Historically, a biological kingdom

Monera (//məˈnɪərə//) (Greek: μονήρης (monḗrēs), "single", "solitary") is historically a biological kingdom that is made up of unicellular prokaryotes: single-celled organisms that lack a nucleus.

The taxon Monera was first proposed as a phylum by Ernst Haeckel in 1866. Subsequently, the phylum was elevated to the rank of kingdom in 1925 by Édouard Chatton. The last commonly accepted mega-classification with the taxon Monera was the five-kingdom classification system established by Robert Whittaker in 1969.

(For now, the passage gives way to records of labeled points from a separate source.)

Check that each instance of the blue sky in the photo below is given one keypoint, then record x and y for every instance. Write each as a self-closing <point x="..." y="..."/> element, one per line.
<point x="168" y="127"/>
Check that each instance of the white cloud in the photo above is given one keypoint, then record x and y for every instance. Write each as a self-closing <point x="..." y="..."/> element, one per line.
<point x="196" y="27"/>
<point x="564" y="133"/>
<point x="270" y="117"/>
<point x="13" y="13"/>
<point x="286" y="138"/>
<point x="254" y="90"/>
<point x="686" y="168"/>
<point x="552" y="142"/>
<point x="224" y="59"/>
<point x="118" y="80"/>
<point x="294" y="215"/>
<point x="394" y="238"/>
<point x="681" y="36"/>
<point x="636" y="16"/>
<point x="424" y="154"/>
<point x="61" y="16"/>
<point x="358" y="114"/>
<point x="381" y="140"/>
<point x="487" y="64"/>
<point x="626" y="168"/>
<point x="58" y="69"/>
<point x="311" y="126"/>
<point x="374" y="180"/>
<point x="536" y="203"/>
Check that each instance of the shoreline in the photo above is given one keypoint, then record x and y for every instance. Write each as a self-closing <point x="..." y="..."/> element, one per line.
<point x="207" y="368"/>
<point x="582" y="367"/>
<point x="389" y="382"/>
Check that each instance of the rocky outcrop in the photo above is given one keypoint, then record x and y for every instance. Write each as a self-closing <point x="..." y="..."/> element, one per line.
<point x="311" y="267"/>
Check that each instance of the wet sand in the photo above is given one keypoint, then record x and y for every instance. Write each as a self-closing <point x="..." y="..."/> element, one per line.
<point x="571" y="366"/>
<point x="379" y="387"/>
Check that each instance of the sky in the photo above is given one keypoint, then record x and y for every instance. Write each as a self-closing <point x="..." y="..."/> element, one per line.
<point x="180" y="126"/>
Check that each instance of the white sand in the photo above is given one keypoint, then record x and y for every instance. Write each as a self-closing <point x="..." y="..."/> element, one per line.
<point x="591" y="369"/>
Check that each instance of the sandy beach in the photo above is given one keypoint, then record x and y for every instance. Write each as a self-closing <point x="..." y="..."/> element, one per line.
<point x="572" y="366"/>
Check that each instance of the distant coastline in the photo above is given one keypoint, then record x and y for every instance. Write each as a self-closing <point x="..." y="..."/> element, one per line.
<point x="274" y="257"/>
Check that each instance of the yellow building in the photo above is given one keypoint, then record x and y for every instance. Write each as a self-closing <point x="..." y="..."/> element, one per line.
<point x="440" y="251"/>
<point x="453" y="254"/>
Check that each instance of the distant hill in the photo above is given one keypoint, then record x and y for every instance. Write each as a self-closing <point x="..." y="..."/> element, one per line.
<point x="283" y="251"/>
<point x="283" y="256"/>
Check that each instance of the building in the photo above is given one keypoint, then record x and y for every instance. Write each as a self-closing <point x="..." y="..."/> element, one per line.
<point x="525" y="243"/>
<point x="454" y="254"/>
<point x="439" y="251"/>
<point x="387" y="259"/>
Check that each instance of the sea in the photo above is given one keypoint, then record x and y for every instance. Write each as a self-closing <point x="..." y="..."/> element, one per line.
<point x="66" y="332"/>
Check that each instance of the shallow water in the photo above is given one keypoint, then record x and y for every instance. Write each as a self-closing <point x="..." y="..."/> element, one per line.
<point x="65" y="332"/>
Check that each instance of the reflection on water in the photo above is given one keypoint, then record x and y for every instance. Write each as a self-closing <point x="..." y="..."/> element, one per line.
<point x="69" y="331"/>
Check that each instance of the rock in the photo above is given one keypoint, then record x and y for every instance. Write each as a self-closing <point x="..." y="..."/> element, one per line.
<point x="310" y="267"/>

Under the three-domain system of taxonomy, introduced by Carl Woese in 1977, which reflects the evolutionary history of life, the organisms found in kingdom Monera have been divided into two domains, Archaea and Bacteria (with Eukarya as the third domain). Furthermore, the taxon Monera is paraphyletic (does not include all descendants of their most recent common ancestor), as Archaea and Eukarya are currently believed to be more closely related than either is to Bacteria. The term "moneran" is the informal name of members of this group and is still sometimes used (as is the term "prokaryote") to denote a member of either domain.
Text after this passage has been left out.